Come dicevamo, tu sei anche uno scrittore, uno dei tuoi ultimi lavori è l'adattamento dal romanzo cult di Joe Lansdale, Cold in July (Freddo a luglio), per la regia si Jim Mickle.
“Era la prima volta che lavoravo ad una adattamento e devo dire che è un lavoraccio, e implica aspetti che non conoscevo e non mi aspettavo. Joe Lansdale è un grande. Ma capisco anche, avendo lavorato all'adattamento del suo libro ed essendomi confrontato con lui, perché gli studios non lo vogliono come sceneggiatore dei suoi romanzi! [conclude ridendo] Ma mi piacerebbe molto avere di nuovo l'occasione di lavorare con lui”.
Qual è la New York sullo schermo che ami di più?
“Wow, mi vengono in mente tantissimi film… ma direi il più classico di tutti, King Kong sull'Empire State Building, è la cosa più bella del mondo.”
C'è chi dice che oggi si gira troppo a New York, sei d'accordo?

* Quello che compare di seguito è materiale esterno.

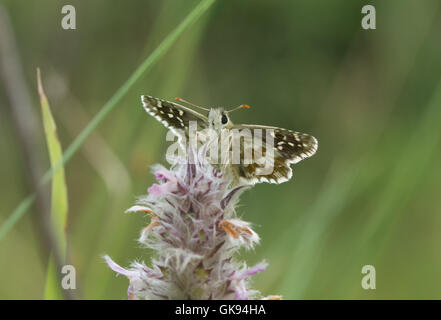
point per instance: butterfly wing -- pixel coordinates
(289, 147)
(173, 115)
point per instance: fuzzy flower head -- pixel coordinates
(195, 234)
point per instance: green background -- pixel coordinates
(372, 98)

“Non saprei, in realtà ciclicamente è sempre stato così. Oggi è così per ragioni fiscali, tutti girano qui, ma bisogna vedere cosa, e come, se sono lavori autentici. Tra la fine degli anni Sessanta e i primi anni Settanta c'è stato un altro momento così, con il sindaco Lindsay, che era appassionato di cinema e voleva promuovere la città in questo senso. Oggi di solito le serie TV si girano a Los Angeles, come CSI New York, è tutto girato in California, e si vede, le strade di New York non le puoi ricostruire altrove, sono uniche, su questo non si può imbrogliare!”.
L'ultimo film che hai interpretato?
“Late Phases, di Adrian Garcia Bogliano (v. trailer in fondo), un film di lupi mannari girato Upstate. Io interpreto il vecchio cieco, è la prima volta che sono stato pesantemente truccato quasi a creare una maschera, per invecchiarmi e per il ruolo, è stato interessante”.

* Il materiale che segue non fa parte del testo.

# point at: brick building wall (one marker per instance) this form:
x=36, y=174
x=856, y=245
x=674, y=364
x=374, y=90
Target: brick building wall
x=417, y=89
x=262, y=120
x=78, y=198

Cosa stai scrivendo in questo periodo?
“Scrivo sempre, al momento, insieme a Jim Mickle, una cosa che rimanda a Jack London. E poi sto scrivendo il sequel di Stakeland”.
Un personaggio che vorresti interpretare?
“Sherlock Holmes. Ho letto praticamente tutto, anche tutte le cose minori, e detesto quella roba alla Guy Ritchie, mentre adoro Ian McKellen (ndr interprete di Mr. Holmes diretto da Bill Condon), un attore straordinario. [Nick, con quel suo tono all'apparenza ruvido e la sua risata profonda, sembra immalinconirsi un po', poi prosegue sul filo dei suoi pensieri] Il fatto è che viviamo in un'epoca di mediocrità, it is what it is”.